“She was mine,” he whispered, the words breaking in his throat. “My light. My world. My life.”
The shadows inside him surged, screaming.
“Faster, Son of Darkness.”
The voice was Llunal’s, whispering sharply in his ears.
“Faster. She is coming.”
The Queen.
If her sangins had found Hope, then the Queen was not far behind. And if the Queen touched her, desecrated her body, stole even her death from her—
Ciaran’s arms tightened, cradling her closer. He gathered every shred of shadow he had left, the deepest black of his soul, and drowned them both in it.
The world blurred, bent, broke. He ran.
Through forest, through stone, through the night itself. The shadows carried them, faster than flesh could ever move, the ground vanishing beneath his strides.
Hope’s body was weightless against him, though every step tore him open deeper. Her hair whipped against his jaw, sticky with blood. Her skin chilled in the wind, colder with every heartbeat that did not come.
He had carried her like this before. Twice he had stolen her back from death’s grip, after her Fifth Ceremony and during his Healing ordeal in the Fifth Crusade. He dragged her across thatline with magic, rage, and willpower alone. But this—this felt different. Stronger. Definite.
This was no close call. This was the abyss yawning wide, ready to take her.

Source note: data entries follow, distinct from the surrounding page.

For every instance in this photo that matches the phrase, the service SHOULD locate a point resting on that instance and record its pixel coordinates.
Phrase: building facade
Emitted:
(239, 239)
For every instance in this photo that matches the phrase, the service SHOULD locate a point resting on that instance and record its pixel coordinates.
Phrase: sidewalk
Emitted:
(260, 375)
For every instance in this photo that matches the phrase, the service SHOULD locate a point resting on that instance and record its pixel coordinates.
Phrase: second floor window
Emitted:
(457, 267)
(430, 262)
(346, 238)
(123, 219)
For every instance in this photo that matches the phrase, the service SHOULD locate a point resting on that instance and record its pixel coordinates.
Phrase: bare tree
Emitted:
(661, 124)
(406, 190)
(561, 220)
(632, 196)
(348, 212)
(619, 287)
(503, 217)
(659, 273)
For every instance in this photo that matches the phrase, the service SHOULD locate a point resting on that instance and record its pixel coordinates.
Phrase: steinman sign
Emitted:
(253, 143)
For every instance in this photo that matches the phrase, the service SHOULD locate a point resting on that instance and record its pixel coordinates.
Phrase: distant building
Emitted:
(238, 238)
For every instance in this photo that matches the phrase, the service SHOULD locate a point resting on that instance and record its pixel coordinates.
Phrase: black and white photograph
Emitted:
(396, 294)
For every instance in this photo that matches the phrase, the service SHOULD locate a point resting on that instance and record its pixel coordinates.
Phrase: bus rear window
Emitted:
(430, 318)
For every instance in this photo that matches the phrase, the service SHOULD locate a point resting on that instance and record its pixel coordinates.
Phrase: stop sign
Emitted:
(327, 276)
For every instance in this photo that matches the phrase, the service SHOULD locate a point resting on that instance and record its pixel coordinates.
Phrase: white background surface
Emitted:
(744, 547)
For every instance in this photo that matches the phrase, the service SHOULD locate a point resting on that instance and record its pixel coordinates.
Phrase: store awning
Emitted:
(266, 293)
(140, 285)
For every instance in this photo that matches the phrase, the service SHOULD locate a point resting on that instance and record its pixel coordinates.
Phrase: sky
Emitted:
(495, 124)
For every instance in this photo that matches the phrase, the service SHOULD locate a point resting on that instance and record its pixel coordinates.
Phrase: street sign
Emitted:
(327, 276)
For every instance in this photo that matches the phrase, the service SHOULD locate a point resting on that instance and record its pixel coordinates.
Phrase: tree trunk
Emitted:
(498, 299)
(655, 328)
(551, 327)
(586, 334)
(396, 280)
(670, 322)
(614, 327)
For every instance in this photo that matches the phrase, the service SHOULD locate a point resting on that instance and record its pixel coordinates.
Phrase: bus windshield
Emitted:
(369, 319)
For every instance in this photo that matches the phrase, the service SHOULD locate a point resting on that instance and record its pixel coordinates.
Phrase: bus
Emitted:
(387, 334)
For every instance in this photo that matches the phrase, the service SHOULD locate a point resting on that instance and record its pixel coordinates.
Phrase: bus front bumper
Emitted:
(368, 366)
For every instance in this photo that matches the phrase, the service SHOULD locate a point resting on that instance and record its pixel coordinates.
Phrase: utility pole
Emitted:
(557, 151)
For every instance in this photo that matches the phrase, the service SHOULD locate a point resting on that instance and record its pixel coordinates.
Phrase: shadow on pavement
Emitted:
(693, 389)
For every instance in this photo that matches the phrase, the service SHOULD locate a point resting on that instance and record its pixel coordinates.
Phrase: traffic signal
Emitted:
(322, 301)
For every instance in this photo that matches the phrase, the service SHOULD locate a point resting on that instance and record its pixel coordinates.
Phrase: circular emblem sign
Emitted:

“Please,” he rasped, voice raw against the wind as the shadows bore them faster, deeper, until the forest melted away. “Not you,please. Not you.”
He did not stop at the West House’s gates, but crossed the epitellia wards that would protect them from the Queen’s arrival. He did not wait for healers, did not shout for his father, did not care who saw. He stormed past the war chamber, past startled guards, shadows cracking the marble under his boots. Straight down to the private Healing chamber.
The white room gleamed with silent light. The walls were carved from crystal, veins of gems glowing faintly in pale colors. The air smelled of salt and steel, of Healing power kept here for those who needed saving.
He laid her on the crystal bed. The white surface glowed faintly beneath her weight, as if even the stone recognized who she was.
“Breathe,” he begged, shadows curling desperately around her still chest. He pressed his palms to her sternum, shadows pumping, forcing, pleading. He poured everything into her—his command, his life, his will, his love.
His whole being roared with a single truth: she could not leave him. Not now. Not ever.
Her lips stayed bloodied and still. Her eyelashes, dark against pale skin, did not flutter.
Ciaran’s jaw locked, his shadows writhing, slamming against the chamber walls. The crystals overhead cracked with the pressure of his unleashed power, shards raining like tears.
“You destroyed them,” he whispered hoarsely, staring at her lifeless form. “You gave everything, and more, my beauty.” Hecaressed her black hair away from her still features. “My fierce, brave woman. You can’t be gone.”
The word “gone” stuck like glass in his throat, carving him hollow.
He bent over her, forehead pressed to hers, shadows wrapping them both like a veil. His breath came in ragged gasps, his tears soaking into her blood-matted hair.
He had always thought he could beat death. That if he clawed hard enough, raged loud enough, he could steal her back. He had done it before, twice. But this time…this time he could feel it. The silence was heavier. The stillness, even more final.
“Take me instead, Cardinals, Llunal,” he whispered, voice cracking, the words trembling into the chamber’s white air. “Take me. Just not her.”
They didn’t answer, because they weren’t the deities responsible for death.
The crystals around them dimmed, as if in mourning. His shadows sagged, spilling across the floor like black blood.
Ciaran kissed her brow, his lips trembling, and the words tore out of him—final, broken, absolute.
“You were the one thing even death should have feared.”